A few things that could have been done better. There is always a balance between narrative momentum—keeping the story simple and engaging—and demonstrating rigour in connecting the story to archives. In some sections of the book (for example, Chapter 4 and 5), the story gets lost in historical details. Second, the organization structure of a complex group like Tata (or for that matter, Birlas, the other large business group from India) is difficult to describe in words. For example, the connections between Tata & Sons, Tata & Co., and Tata Limited etc. becomes very confusing to the reader. Charts, diagrams, and tables could have been used for their better explanatory power, and also to break up the monotony of text. Lastly, the author makes a few exaggerated statements that sound somewhat jarring, as in “The creative destruction posited by Austrian economist Joseph Schumpeter…seems to have stalled in India” (2) or the portrayal of Tata (using quotations by activist author Arundhati Roy) as a colossus holding an oligopolistic sway in many product markets in India. As any close observer of India would know, both are not true. I wish J.R.D. Tata was alive to respond by repeating his sarcastic remark made in the seventies, “As I wake up every morning, I carefully consider to what purpose I shall apply my great powers that day. Shall I crush competitors, exploit consumers, fire recalcitrant workers, topple a Government or two?” (192).

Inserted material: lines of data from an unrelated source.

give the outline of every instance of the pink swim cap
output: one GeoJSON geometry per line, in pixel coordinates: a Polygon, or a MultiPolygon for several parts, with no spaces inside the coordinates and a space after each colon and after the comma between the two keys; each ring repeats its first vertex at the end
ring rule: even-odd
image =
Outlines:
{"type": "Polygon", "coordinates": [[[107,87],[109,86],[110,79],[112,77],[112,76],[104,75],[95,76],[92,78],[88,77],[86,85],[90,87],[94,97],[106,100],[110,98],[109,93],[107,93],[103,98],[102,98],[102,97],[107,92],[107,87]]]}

Raianu’s thoroughly researched story of Tata is very timely. For there are some truly unique aspects to the Tata story that the world needs to read. The first is the unique organization structure of Tata, two-thirds of which is owned by charitable trusts. That is why, despite Tata’s global size, no Tata family member figures in the world’s billionaire list. The foundations for this, as Raianu points out, were laid right at its inception influenced by Gandhian thought. With ever widening gap between the rich and the poor in the Western world and the need for compassionate capitalism, this is a truly unique structure that the corporate world can learn from. The second is how corporate social responsibility (CSR) could be a foundational value for a business enterprise. When the world is waking up to the critical need for CSR and putting in place regulatory structures to ensure it, policy makers can take lessons from Tata which has woven CSR into its value system more than a century.